Written by Mikala Narlock (she/her), Director of the Data Curation Network based at the University of Minnesota Libraries
In the ever-expanding digital landscape, the sheer volume of data generated daily is staggering. Yet, having vast amounts of data doesn’t equate to having valuable information. It’s a reason the FAIR Data Principles begin with F-Findability, and not just because it made for a catchy slogan: if data are not findable, the rest of the principles are moot. If we can’t discover data, we can’t access, use, reuse, or maximize the impact of datasets.
As data curators, there are a few things we are doing to ensure data shared is as discoverable as possible. First and foremost, we are checking to make sure the selected repository through which the dataset is being shared is ideal. While there are many factors that influence where a dataset is shared, and of course there are many repositories that accept datasets, it is important that data are shared in venues where other researchers will discover them. While there are indices that help highlight datasets– getting the data in the right spot to begin with can go a long way to ensuring the designated community can find the data.

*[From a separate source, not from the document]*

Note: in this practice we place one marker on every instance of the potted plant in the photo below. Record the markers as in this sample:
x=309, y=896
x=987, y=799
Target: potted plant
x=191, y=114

Additionally, data curators are not only reviewing the dataset that has been submitted, to ensure it is well-documented internally (e.g., through a README file)– but also to ensure robust description through the external metadata. In particular, when we create persistent identifiers, such as digital object identifiers (DOIs), we are distributing that information to a registry, such as DataCite. In these registries, we reserve that globally unique identifier and also translate some of the metadata INTO the registry. By adding not just descriptive information about a dataset (e.g., title, abstract, keywords), but also unique identifiers for individuals (ORCIDs) and research organizations (Research Organization Registry (RORs)), can further maximize the discoverability of datasets.
The challenge of this is, at the moment, many repositories are building out the technical infrastructure to support this robust linked data that connects datasets, researchers, organizations, grants and funding agencies, etc. In many ways, we are building the track as the train is coming. We are expanding metadata and technologies to enable a more connected and Findable research ecosystem technically. But, we are also building and reinforcing good practices, and adding the correct information now (about DOIs, RORs, etc), such as in README files even if not in the repository itself, to make it easier in the future to surface this hidden information.
In this endeavor, there are ways researchers can help us in this Findability goal. Of course, actions like adding keywords to datasets (especially datasets that are not text-based!) can help maximize the findability of your datasets. Other ways you can help:
- Cite your dataset! When you are publishing data for a paper, be sure that it is included in both the data availability statement AND in your references list.
- Share your data in your professional circles – post on your LinkedIn or other social platform to amplify this in your community.
- Advocate for and recognize the value of data sharing: celebrate your colleagues’ efforts by sharing their data, vocalizing your support in promotion and tenure cases, etc.
The journey to making data truly findable is a collective endeavor that requires commitment from data curators, researchers, and institutions alike. As we continue to build and refine the infrastructure of scientific data sharing, we are not just improving technical systems, but fundamentally transforming how knowledge is discovered, shared, and utilized. Every DOI registered, every carefully crafted metadata description, and every intentional act of data sharing brings us closer to a more connected and accessible research ecosystem. By prioritizing findability, we ensure that the valuable insights hidden within our datasets can illuminate new paths of understanding, spark innovative research, and ultimately accelerate scientific progress for the global community.